相対性理論は宇宙や時間、重力に関する人類の理解を大きく変えた。20世紀前半に物理学では、この相対論と量子論の二つの理論が生み出された。このうち量子論は多数の科学者が研究を積み重ね完成させたものだが、相対論はほぼアインシュタイン単独で編み出され、名声を高めた。
それから100年以上たつが、この両理論の融合により、われわれの身の回りにあるあらゆる物質の本質が明らかにされ、新技術の発明と相まって宇宙と極微世界のフロンティアは拡大、拡張を続けてきた。20世紀は「行け行けムード」の科学時代だった。
ところが近年、地球環境問題が発生。地球上のさまざまな生物や鉱物資源の持続可能な要件を追求する学問や産業に注目が集まってきた。

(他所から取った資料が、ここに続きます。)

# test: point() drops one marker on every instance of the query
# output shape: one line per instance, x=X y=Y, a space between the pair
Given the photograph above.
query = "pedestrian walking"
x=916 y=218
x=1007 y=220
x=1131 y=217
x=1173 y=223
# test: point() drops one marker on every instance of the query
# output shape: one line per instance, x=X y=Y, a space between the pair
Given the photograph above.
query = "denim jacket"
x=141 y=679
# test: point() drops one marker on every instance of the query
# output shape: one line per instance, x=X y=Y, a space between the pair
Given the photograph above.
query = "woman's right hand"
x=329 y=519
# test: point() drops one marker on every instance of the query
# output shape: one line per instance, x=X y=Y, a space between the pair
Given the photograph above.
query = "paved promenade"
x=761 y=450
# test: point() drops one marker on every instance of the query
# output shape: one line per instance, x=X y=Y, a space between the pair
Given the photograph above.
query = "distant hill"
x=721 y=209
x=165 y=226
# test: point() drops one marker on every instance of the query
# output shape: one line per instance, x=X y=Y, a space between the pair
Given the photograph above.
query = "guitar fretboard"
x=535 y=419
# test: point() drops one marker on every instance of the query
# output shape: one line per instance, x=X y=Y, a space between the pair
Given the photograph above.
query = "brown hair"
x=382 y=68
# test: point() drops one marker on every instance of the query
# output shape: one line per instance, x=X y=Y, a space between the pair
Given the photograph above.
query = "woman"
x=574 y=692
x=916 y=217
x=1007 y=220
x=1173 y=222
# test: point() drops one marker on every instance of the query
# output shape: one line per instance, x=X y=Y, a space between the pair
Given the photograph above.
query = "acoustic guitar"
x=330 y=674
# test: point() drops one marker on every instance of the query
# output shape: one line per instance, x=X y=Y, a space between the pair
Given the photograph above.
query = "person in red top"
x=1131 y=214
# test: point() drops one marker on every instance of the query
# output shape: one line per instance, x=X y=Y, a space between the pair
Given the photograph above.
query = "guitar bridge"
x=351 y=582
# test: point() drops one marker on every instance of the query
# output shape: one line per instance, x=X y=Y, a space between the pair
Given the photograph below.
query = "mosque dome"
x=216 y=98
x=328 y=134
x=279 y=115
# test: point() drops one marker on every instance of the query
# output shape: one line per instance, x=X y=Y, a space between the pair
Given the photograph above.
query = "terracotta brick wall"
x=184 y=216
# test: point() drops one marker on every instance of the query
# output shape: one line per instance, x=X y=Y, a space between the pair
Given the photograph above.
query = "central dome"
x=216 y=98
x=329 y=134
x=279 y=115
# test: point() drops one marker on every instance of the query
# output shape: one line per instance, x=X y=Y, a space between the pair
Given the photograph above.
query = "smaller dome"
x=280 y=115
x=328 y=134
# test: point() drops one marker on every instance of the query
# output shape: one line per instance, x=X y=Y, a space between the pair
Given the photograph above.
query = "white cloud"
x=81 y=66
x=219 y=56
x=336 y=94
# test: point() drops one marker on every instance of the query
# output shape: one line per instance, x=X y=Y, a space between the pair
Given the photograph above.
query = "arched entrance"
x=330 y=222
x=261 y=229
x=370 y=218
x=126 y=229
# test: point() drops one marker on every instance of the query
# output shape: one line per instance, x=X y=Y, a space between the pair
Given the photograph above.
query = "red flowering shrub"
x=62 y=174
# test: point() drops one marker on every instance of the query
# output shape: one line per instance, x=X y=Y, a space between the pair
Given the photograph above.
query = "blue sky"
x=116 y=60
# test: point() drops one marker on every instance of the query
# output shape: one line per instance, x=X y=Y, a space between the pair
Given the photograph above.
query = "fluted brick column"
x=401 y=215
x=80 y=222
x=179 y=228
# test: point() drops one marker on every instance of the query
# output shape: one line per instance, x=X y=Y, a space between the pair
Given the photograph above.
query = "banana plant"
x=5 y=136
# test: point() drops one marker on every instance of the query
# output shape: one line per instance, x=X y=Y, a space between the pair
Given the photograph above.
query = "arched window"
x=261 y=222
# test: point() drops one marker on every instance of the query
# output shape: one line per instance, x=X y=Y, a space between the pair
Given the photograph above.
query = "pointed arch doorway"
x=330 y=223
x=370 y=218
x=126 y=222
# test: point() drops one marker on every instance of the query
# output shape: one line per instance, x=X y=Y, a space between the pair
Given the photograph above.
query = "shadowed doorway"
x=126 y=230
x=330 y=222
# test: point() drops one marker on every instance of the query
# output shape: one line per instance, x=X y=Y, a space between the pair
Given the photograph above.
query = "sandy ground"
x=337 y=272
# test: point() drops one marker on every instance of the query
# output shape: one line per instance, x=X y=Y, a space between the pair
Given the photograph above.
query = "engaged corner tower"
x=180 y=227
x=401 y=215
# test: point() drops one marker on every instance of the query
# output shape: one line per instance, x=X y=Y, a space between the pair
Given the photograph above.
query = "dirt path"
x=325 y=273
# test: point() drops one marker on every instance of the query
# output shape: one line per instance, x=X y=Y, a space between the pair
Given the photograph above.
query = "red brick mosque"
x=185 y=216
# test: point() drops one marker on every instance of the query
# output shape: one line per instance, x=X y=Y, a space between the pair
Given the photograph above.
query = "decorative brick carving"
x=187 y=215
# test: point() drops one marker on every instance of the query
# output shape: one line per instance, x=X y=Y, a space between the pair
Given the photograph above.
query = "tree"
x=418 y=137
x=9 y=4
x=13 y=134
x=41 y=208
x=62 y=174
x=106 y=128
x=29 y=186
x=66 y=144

「理論の躍進と実験能力の行き詰まり(が同時に起こり、望むと望まぬとにかかわらず)ポスト・モダン物理学」(南部陽一郎著『クォーク』講談社)の時代に突入したとも言われる。
今回のオークションの結果を見ると、相変わらずのアインシュタイン人気だが、若い科学者世代の評価はどうだろう。時代の相が変わって、案外そっけないのかもしれない。じっくり聞いてみたい気がする。